Hardee v. Amerigas Propane, Inc.
ORDER OF DISMISSAL re 34 . Signed by Chief Judge J. Daniel Breen on 1/4/17. (Breen, J.)
IN THE UNITED STATES DISTRICT COURT
FOR THE WESTERN DISTRICT OF TENNESSEE
AMERIGAS PROPANE, INC.,
ORDER OF DISMISSAL
On January 3, 2017, Plaintiff filed a notice of dismissal, pursuant to Federal Rule of Civil
Procedure 41(a)(1)(A)(ii), notifying the Court that this action should be dismissed with
prejudice. (D.E. 34.) Rule 41(a)(1)(A)(ii) provides that a plaintiff may voluntarily dismiss an
action without a court order by filing “a stipulation of dismissal signed by all parties who have
appeared.” Fed. R. Civ. P. 41(a)(1)(A)(ii). Plaintiff’s notice, however, is not a stipulation, as it
is not signed by all parties. Rather, it is only signed by attorneys for Plaintiff. Dismissal under
Rule 41(a)(1)(A)(ii) is therefore improper, and the Court construes Plaintiff’s notice as a motion
to dismiss under Rule 41(a)(2). See Puffenbarger v. Croson/Tepee LLP, No. C2-01-743, 2002
WL 1580353, at *1 (S.D. Ohio July 8, 2002) (construing a similarly deficient notice of voluntary
dismissal under Rule 41(a)(1) as motion to dismiss under Rule 41(a)(2)); see also Noel v.
Guerrero, 479 F. App’x 666, 668 (6th Cir. 2012) (affirming dismissal where the district court
construed a federal prisoner’s pro se motion to hold his claims in abeyance “as a request for
voluntary dismissal under Rule 41(a)(2), and granted the motion without prejudice”).
“[I]f the plaintiff’s motion for voluntary dismissal is . . . without the defendant’s consent,
then the action may be dismissed ‘only by court order, on terms that the court considers proper.’”
Jones v. W. Reserve Transit Auth., 455 F. App’x 640, 643 (6th Cir. 2012) (quoting Fed. R. Civ.
P. 41(a)(2)). “While a properly stipulated dismissal under Rule 41(a)(1)(ii) is self-executing and
does not require judicial approval,” dismissal under Rule 41(a)(2) “contemplates the exercise of
judicial discretion and requires a court order to effectuate dismissal.” Green v. Nevers, 111 F.3d
1295, 1301 (6th Cir. 1997). The Court therefore must evaluate whether dismissal in this case is
proper before granting Plaintiff’s motion.
“[T]he purpose of Rule 41(a)(2) is to protect the nonmovant . . . from unfair treatment.”
Bridgeport Music, Inc. v. Universal–MCA Music Pub., Inc., 583 F.3d 948, 953 (6th Cir. 2009).

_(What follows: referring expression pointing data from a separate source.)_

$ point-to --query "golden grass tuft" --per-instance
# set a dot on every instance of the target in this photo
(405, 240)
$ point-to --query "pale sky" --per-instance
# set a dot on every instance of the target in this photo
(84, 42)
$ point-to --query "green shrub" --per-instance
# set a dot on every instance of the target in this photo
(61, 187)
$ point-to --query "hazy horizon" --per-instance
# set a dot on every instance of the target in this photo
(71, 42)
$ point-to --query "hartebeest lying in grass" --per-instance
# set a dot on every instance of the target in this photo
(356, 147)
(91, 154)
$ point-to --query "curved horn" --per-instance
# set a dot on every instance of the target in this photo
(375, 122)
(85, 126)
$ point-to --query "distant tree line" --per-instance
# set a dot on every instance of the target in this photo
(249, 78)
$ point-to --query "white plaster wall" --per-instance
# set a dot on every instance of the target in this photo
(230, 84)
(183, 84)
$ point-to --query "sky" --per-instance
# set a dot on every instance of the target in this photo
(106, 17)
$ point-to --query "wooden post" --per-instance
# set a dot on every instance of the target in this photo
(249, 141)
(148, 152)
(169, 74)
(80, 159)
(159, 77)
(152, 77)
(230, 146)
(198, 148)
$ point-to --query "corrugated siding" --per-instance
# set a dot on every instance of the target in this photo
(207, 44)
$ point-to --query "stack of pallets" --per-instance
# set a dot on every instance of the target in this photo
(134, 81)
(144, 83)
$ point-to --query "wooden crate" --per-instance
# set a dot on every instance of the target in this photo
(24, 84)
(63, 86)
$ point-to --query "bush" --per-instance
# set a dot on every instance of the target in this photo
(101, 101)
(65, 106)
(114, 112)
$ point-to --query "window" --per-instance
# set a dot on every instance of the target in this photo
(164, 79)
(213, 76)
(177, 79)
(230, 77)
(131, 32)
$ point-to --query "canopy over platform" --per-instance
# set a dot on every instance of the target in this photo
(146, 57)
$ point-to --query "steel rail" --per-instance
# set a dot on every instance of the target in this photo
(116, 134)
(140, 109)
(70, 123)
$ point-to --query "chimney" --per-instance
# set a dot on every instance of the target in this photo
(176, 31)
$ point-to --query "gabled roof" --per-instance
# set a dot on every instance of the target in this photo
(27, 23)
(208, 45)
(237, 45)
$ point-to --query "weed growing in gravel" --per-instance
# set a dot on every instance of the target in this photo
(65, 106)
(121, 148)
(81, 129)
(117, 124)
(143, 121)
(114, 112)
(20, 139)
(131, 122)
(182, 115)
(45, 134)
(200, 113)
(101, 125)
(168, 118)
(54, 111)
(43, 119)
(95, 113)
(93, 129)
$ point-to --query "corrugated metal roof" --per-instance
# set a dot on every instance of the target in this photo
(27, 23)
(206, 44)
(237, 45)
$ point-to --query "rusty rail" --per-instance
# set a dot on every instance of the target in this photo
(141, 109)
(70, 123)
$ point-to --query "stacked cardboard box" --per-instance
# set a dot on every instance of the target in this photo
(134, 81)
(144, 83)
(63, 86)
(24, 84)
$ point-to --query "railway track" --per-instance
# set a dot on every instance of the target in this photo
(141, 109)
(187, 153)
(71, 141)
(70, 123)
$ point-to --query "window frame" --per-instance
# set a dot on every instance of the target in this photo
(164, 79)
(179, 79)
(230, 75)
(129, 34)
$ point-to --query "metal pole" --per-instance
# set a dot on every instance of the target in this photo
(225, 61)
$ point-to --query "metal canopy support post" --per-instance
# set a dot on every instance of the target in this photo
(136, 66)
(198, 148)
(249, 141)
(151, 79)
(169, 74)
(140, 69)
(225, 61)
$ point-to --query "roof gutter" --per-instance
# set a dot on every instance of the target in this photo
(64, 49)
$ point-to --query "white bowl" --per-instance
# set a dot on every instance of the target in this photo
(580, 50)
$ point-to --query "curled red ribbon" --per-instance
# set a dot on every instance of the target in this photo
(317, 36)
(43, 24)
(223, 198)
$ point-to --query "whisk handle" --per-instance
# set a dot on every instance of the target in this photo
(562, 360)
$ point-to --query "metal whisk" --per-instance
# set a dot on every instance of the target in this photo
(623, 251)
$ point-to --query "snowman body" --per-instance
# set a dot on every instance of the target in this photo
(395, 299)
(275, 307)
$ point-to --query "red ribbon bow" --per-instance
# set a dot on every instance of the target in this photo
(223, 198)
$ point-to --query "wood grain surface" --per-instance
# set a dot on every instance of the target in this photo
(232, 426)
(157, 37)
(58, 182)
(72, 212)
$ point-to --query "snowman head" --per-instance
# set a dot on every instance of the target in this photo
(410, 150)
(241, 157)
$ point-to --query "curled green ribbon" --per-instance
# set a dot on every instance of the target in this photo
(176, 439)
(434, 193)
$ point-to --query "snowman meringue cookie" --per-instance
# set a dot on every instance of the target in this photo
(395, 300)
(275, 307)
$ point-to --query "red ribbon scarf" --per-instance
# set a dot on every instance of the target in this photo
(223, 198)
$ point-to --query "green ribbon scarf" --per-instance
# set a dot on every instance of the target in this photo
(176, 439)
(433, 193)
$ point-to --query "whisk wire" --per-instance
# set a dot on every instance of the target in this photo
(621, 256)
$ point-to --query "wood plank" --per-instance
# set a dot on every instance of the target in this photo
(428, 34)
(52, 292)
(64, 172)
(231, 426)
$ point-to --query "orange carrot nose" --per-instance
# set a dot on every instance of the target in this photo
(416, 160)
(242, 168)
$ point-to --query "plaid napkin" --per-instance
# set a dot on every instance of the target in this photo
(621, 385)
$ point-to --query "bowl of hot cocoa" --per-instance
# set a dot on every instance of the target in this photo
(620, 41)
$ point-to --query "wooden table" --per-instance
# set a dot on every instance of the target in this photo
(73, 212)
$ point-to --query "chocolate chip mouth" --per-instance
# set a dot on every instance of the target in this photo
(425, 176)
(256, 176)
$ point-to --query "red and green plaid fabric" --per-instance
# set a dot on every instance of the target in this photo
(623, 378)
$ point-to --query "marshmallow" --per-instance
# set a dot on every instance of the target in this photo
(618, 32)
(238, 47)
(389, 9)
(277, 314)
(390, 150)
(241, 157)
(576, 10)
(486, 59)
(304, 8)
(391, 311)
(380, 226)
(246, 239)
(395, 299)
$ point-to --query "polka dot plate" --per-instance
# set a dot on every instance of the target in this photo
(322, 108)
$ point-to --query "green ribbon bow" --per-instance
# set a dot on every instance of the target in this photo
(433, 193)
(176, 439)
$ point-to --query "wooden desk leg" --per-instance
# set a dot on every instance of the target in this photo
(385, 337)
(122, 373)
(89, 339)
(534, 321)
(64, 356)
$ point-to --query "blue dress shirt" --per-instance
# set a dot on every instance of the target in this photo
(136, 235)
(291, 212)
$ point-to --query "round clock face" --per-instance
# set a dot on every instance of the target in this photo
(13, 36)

The nonmovant in this case is Defendant, Amerigas Propane, Inc. On December 13, 2016, a
mediation certification was filed asserting that this “case has settled in whole.” (D.E. 33 at 1.)
Because the parties have settled the entirety of Plaintiff’s claims, the Court finds that Defendant
would suffer no unfair treatment if the case is dismissed with prejudice. See Puffenbarger, 2002
WL 1580353, at *1 (approving the plaintiff’s construed motion to dismiss under Rule 41(a)(2)
“pursuant to the terms of a private settlement agreement”).
For the reasons stated above, Plaintiff’s motion to dismiss pursuant to Rule 41(a)(2) is
hereby GRANTED and this case is DISMISSED with prejudice.
IT IS SO ORDERED this 4th day of January, 2017.